Now that's just oversimplification of what Dostoevsky wrote
is correct however

Tolstoy’s writing is better in terms of style, structure, pacing, etc. he is also amazing at creating a real world through small details and characterizations. Dostoevsky has certain aesthetic sensibilities that are top-tier, he knows how to creat scenes and symbols that hit you on some spiritual level beyond what can be easily measured or observed. Think of the horse killing in Crime and Punishment or the Rebellion and Grand Inquisitor chapters in TBK. Both are geniuses, both have interesting thoughts and perspectives on humanity and the world. I choose not too pick one over the other, at different times in my life I have preferred one over the other, but that has more to do with where I was at as a reader and student of literature than their individual abilities. I will say this, if you wanted to be a writer and you chose to read Tolstoy and Dostoevsky exclusively, you’d be hard pressed to find a combo of better authors to be your teachers and examples. Read everything written by both of them.

19th century Russians
Pushkin>Gogol>Tolstoy>Lermontov>Chekhov>Turgenev>>>>>>>>>>>>>Dostoevsky

Both Tolstoy and Dostoevsky were heavily influenced by non-Russian authors. Tolstoy had a picture of one author in his study, a Portrait of Dickens above his writing desk. Dostoevsky was heavily influenced mostly by French and German authors like Balzac (who he translated) and Schiller (especially apparent in C&P and TBK). Dostoevsky did look up to Gogol a lot but Dosto and Tolstoy were influenced far more by their non-Russian predecessors.
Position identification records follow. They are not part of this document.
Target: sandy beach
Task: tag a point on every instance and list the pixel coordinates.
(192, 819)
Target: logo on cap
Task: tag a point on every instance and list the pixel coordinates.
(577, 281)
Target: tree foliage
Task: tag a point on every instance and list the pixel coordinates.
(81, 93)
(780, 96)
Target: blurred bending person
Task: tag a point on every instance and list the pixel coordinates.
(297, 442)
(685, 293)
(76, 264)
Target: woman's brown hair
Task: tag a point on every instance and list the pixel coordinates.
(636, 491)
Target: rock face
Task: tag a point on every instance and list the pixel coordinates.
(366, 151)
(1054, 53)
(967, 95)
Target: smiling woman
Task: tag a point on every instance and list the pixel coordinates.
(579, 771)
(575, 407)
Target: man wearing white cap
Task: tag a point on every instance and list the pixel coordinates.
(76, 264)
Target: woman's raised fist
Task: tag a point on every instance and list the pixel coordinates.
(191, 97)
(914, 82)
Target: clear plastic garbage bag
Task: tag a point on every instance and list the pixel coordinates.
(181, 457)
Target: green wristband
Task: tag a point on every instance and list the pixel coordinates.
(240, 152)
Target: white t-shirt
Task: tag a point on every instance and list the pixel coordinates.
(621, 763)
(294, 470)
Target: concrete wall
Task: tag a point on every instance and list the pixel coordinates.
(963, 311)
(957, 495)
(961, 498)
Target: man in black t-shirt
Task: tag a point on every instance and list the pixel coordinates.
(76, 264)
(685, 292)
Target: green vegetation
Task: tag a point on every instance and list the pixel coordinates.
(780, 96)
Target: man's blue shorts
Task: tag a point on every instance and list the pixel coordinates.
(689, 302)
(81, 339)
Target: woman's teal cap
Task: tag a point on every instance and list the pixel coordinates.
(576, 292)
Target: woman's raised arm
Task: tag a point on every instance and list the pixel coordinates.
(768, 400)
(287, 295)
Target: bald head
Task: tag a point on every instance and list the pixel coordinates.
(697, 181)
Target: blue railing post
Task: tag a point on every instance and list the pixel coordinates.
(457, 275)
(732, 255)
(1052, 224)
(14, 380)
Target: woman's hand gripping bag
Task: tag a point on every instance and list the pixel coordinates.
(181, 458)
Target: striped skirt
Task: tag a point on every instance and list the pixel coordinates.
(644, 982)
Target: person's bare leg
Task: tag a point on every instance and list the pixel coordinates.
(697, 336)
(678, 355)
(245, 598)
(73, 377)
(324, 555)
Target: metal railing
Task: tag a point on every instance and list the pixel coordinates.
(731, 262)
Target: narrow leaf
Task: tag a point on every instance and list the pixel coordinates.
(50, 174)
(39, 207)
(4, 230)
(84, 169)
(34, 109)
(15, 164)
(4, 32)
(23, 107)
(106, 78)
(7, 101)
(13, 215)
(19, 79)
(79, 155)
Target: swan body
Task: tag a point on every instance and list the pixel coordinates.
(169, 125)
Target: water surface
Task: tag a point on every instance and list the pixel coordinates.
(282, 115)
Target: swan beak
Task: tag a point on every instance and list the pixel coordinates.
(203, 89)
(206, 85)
I read Dostoevsky before I started in on Tolstoy, so I am slightly partial to Dostoevsky because of that. But I think that no single work of Dostoevsky's is better than Anna Karenina. Tolstoy's characters are more multidimensional. Dostoevsky tends to have characters that are simply cutouts representing an exaggerated form of some 19th century philosophy. Tolstoy has cutouts too, but he gives them more depth than Dostoevsky does.
Dostoevsky's biography tends to give his work more power than would be accorded to the work than if it stood on its own. It's impossible to read his description of an execution in The Idiot without being overcome by his experience.

turgenev cannot be beaten. his Living Relics blows every tolstoy work i've read out of the water, remember the only good part of Anna Karenina when Lev is working with the peasants? yeah, turgenev writes like that, but better, and with more nature and humanity.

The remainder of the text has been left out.